Guns and Butter

In every high school economics textbook that I have seen is the classic production possibilities problem known as “guns and butter”.
First a definition:
A production possibility frontier (PPF) or production possibility curve (PPC) is a graph that compares the production rates of two commodities that use the same fixed total factors of production. The commodity compared can either be a good or a service. Anywhere along the curve is a series of trade-offs but all are considered efficient. Outside of the curve is not possible without some new discovery of resources or technology. Inside the curve is inefficient use of resources.
The first problem with a “guns and butter” analogy is that it violates the parameters of the definition. Guns and butter do not use the same fixed total factors of production.
The second problem is that most of the time the book includes the idea that “society” must make the decision, which only works in collectivist imaginations. As I have said before, society doesn’t decide anything.
The third problem is the false choice between military goods and domestic goods, which is the real idea behind the analogy. The manufacture of military goods does not create wealth in the long run. In the short run, perhaps for the manufacturing companies, but not in the long run. This is because military goods are purchased by governments, whether ours or a foreign government. Government spending does not create wealth, it destroys it. Government can only spend what it takes from others – through taxation or by borrowing, which just pushes the taxation into the future. Either way it is confiscation from wealth creators.

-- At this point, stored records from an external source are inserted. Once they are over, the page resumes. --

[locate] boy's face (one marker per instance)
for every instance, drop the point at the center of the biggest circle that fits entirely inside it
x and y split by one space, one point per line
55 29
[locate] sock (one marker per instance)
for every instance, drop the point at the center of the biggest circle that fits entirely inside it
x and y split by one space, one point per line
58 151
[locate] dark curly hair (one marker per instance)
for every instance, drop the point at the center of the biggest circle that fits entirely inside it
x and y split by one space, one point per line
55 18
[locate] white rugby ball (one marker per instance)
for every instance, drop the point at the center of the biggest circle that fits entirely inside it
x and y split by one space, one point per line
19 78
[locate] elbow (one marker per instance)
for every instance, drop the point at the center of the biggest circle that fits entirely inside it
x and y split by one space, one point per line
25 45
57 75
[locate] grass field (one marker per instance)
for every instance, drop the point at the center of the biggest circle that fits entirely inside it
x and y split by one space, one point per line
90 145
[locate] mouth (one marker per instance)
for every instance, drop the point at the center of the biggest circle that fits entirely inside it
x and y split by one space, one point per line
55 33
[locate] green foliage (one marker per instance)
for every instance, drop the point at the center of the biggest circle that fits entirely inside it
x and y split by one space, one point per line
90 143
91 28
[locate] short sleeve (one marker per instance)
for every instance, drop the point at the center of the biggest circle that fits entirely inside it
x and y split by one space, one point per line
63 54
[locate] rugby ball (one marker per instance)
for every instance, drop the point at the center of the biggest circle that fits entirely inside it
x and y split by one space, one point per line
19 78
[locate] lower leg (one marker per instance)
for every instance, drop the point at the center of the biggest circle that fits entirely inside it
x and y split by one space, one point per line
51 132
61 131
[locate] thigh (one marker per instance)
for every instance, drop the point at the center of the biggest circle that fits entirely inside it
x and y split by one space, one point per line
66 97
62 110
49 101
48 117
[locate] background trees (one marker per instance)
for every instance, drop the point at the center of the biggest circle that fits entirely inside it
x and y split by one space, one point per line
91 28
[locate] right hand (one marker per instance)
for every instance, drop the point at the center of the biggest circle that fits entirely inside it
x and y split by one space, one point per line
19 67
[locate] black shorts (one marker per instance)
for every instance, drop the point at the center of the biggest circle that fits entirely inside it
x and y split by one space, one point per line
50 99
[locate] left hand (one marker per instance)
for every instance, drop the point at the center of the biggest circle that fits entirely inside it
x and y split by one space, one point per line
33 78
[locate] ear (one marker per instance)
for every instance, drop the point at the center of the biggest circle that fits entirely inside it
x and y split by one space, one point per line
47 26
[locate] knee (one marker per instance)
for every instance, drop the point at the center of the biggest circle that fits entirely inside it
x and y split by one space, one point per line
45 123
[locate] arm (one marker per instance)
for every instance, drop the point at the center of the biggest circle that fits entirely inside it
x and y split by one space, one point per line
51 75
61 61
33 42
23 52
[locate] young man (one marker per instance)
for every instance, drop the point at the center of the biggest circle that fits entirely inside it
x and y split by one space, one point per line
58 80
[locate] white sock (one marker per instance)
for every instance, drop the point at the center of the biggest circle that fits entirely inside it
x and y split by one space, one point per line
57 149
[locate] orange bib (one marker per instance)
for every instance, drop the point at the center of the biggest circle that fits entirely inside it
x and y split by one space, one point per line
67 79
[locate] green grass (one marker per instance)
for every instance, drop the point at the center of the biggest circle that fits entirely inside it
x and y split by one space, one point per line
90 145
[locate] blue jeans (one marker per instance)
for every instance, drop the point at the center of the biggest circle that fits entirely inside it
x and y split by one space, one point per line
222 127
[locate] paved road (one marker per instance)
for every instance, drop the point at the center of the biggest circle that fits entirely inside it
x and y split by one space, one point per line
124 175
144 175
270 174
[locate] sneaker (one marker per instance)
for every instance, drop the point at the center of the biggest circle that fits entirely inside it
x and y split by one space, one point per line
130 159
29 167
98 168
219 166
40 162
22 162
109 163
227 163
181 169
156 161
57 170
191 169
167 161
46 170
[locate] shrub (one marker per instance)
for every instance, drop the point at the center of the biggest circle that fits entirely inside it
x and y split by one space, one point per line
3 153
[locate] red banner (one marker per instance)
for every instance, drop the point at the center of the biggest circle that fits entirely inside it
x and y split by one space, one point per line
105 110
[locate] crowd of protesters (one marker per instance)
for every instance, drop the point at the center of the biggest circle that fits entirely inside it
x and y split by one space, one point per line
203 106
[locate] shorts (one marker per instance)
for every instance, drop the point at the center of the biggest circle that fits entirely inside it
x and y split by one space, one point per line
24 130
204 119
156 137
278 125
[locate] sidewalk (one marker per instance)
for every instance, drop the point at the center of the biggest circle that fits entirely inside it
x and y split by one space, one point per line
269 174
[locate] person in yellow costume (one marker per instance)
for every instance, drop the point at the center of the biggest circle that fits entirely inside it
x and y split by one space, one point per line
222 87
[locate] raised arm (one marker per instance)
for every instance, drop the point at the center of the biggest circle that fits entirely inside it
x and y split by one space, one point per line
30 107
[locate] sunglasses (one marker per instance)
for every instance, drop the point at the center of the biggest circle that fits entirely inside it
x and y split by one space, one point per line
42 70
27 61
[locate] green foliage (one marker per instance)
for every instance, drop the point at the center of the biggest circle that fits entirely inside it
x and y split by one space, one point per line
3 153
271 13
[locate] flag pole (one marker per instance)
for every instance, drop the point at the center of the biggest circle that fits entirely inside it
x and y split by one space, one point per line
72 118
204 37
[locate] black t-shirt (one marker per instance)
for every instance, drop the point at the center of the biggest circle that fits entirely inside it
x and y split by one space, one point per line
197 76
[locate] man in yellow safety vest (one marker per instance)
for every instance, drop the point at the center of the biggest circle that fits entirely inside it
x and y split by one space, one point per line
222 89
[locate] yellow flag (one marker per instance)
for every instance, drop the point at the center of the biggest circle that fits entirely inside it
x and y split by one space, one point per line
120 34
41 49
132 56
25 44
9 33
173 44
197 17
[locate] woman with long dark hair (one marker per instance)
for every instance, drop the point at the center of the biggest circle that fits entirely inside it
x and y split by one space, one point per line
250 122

I am not saying that military spending is unnecessary. At times it is since national defense is a constitutional duty of our government. I am just saying it is wrong to think that military spending is in and of itself beneficial spending. The myth that FDR got us out of the depression has been replaced with the myth that World War 2 did. There are several books out that address that so I won’t do that here. Suffice it to say it just isn’t true. See The Forgotten Man: A New History of the Great Depression by
Amity Shlaes and America’s Great Depression by Murray Rothbard.

A PPC can be beneficial in determining the best mix of goods or services for a particular firm using identical or nearly identical factors of production, say bread and pastries.
They are also used in classroom practice problems with such items as fish and coconuts (the Robison Crusoe type problem). Beyond that they have little use except to muddle the minds of the masses.